Insistir – não sendo uma revolta frente a injustiças ou em alguns casos, prestação de socorro – na tentativa de vencer pelo cansaço é uma violência psicológica presente no comportamento de pessoas abusivas que a praticam de forma pontual ou então em relacionamentos abusivos, ou seja, com pessoas que tem sido suas vítimas a longo prazo.
A insistência consiste em repetir um mesmo comportamento ou proposta durante um período de tempo curto ou prolongado, concomitante à negativa, indiferença ou não manifestação da pessoa a quem se dirige. Ou seja, ainda que a vítima tenha se manifestado contrária à ação proposta, não tenha se manifestado ou esteja indiferente frente à atitude da pessoa abusiva, esta continuará a se colocar de forma relacional, impondo-se sobre o outro ou a outra. A insistência abusiva se estrutura na repetição da mesma sugestão ou ação de forma prolongada, sem se alterar pela reação ou estado da vítima. Neste caso, a vítima é elemento essencial para a pessoa abusiva, pois, é através dela que a ação de violência ocorre, neste caso, um elemento desumanizado, pois, não parte do reconhecimento da autonomia do outro e sua capacidade de concordar, discordar ou tomar decisões.
A insistência cansa e muitas vezes leva a vítima a ceder pelo esgotamento físico e mental já que, impossibilitada de reagir – situação típica da ação de violência – vê como única possibilidade para o fim da violência da insistência a violência da concretização da proposta ou ideia da pessoa que insiste. A estratégia da insistência abusiva rompe os laços da vítima com ela mesma, as conexões que sustentam o seu eixo de autonomia e pessoa plena em sua razão, emoção, saúde mental e física. Enfraquece, transformando situações simples de tomada de decisão e posicionamento em labirintos que confundem pelo excesso de estímulo.

O esgotamento é muito comum em vítimas de relações abusivas, seja durante a relação social ou após, muitas vezes durante longos anos de recuperação da saúde mental. No caso de vítimas pontuais que cedem após insistência, muitas vezes o fazem impulsionadas por uma boa intenção em ouvir o outro, não se impor e dessa forma, sentir-se altruísta e não-autoritária. Ao que cedem novamente e depois de novo em situações posteriores, percebendo com o passar do tempo que foi estabelecida uma relação social unilateral, onde apenas uma pessoa decide e raramente, as duas ou o coletivo. Pessoas abusivas se utilizam do discurso do “ouça mais e fale menos, não se imponha”, para como de costume, distorcer o significado dos discursos e deles se apropriarem para benefício próprio. Dizem “escute, não se imponha”, para que as demais pessoas sempre e somente a escutem e nunca dela discordem, permitindo à pessoa abusiva que sempre se imponha. Enfim o emaranhado e a confusão interpretativa gerada por abusadores psicológicos!

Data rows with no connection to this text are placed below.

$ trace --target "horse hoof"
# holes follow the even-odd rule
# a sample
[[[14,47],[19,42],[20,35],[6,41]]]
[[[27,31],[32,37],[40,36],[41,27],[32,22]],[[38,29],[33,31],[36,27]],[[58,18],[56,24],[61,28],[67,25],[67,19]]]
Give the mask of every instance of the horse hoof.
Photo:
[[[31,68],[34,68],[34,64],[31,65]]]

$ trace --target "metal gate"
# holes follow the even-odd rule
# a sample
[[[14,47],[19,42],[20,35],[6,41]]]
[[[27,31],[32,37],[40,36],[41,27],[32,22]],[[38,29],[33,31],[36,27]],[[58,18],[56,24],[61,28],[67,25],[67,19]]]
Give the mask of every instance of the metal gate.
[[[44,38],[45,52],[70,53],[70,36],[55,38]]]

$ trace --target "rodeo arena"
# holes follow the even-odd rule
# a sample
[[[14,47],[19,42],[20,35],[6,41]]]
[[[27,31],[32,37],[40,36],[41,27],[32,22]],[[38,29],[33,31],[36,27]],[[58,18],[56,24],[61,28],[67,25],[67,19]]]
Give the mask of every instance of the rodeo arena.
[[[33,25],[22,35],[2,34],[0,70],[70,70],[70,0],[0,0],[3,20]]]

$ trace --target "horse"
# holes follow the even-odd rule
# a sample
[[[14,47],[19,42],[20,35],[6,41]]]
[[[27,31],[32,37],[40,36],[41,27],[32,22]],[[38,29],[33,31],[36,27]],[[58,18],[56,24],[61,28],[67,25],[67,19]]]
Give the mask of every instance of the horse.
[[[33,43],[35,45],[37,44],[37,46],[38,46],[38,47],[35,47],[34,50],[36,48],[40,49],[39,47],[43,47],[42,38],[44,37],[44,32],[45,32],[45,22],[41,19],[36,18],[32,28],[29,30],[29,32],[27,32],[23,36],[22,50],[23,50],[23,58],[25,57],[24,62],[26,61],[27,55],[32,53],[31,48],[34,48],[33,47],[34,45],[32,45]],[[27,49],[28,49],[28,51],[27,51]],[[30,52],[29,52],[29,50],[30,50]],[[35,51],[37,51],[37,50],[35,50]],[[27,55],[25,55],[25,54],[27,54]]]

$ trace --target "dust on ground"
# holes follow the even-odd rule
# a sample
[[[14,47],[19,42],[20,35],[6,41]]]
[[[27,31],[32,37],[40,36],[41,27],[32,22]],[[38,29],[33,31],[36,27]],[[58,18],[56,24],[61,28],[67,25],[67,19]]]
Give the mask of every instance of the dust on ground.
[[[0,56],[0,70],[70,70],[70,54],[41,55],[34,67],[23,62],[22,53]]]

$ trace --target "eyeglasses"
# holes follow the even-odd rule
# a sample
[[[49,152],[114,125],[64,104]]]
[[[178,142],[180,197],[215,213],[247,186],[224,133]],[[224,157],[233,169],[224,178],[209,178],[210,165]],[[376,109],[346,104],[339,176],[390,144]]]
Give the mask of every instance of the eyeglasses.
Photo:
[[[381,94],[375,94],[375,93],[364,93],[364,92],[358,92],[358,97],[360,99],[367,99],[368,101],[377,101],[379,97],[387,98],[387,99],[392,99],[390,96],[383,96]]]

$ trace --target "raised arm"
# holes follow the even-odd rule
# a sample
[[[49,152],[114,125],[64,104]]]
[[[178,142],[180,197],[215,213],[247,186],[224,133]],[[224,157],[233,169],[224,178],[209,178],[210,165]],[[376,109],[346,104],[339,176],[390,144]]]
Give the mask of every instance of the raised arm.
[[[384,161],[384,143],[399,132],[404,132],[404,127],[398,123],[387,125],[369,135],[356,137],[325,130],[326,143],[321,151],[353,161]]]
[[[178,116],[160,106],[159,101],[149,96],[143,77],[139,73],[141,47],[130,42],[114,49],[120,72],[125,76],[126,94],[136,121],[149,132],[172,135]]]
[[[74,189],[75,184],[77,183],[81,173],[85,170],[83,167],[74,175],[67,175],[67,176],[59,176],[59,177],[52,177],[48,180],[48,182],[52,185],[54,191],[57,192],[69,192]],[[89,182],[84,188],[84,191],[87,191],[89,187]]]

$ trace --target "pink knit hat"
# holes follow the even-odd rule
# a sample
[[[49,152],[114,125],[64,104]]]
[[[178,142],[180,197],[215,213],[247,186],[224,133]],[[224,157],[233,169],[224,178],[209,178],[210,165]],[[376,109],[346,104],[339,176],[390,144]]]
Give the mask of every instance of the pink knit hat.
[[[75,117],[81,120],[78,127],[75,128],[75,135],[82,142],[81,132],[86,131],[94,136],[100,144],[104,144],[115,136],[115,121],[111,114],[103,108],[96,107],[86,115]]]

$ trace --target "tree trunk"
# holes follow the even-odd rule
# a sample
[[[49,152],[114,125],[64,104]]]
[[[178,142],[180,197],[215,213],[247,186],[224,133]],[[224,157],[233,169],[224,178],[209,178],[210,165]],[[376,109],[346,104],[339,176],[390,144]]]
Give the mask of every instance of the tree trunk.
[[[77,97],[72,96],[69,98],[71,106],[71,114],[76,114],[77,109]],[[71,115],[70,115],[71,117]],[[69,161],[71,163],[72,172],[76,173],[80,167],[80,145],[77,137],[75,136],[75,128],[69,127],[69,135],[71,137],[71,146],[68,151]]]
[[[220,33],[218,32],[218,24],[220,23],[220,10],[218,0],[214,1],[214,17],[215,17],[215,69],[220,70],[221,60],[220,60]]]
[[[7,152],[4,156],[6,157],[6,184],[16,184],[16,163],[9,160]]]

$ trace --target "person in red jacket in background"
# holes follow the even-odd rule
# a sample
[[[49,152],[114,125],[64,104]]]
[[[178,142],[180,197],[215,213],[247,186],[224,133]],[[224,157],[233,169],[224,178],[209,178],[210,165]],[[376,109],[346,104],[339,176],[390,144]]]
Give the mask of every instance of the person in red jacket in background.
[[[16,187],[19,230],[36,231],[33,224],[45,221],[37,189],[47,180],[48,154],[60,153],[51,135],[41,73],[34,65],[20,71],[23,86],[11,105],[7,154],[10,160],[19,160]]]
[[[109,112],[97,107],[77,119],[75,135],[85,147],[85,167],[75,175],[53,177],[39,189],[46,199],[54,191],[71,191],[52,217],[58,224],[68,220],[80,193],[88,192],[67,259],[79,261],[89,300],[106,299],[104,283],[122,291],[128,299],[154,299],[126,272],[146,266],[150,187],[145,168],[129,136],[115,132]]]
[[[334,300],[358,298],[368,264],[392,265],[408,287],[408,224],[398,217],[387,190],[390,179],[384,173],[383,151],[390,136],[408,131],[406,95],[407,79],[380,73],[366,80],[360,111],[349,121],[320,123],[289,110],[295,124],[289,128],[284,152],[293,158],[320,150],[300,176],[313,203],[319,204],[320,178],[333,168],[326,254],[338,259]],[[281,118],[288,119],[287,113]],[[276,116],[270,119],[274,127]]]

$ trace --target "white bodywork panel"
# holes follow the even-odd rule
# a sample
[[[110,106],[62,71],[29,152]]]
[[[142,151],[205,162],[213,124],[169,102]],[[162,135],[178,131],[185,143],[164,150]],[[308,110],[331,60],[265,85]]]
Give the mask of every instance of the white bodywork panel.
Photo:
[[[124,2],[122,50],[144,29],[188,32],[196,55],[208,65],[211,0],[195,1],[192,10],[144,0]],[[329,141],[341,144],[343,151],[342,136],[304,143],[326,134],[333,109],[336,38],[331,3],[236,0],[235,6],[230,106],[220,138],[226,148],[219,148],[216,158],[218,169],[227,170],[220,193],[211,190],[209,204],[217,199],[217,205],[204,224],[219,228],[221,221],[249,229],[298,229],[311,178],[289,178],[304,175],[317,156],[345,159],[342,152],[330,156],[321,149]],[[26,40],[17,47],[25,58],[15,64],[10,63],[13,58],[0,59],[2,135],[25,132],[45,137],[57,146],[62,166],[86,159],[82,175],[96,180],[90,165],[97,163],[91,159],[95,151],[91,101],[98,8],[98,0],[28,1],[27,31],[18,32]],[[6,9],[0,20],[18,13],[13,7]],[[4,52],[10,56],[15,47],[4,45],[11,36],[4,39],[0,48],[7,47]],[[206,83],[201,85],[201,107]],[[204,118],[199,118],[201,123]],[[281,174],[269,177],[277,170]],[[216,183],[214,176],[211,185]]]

A pessoa que insiste sem diálogo real se comporta a partir da imaturidade, impondo sua própria voz como um monólogo e obrigando pessoas ao seu redor a aceitar sua forma, ideia e ação, muitas vezes acompanhadas de carregado teor emocional, ferramenta que dificulta a reação e argumento coletivo racional. Agem a partir da negação incessante da resposta alheia, apenas dela se utilizando como um degrau para continuar subindo sua estrutura individual de auto afirmação e projeção no coletivo às custas da saúde alheia.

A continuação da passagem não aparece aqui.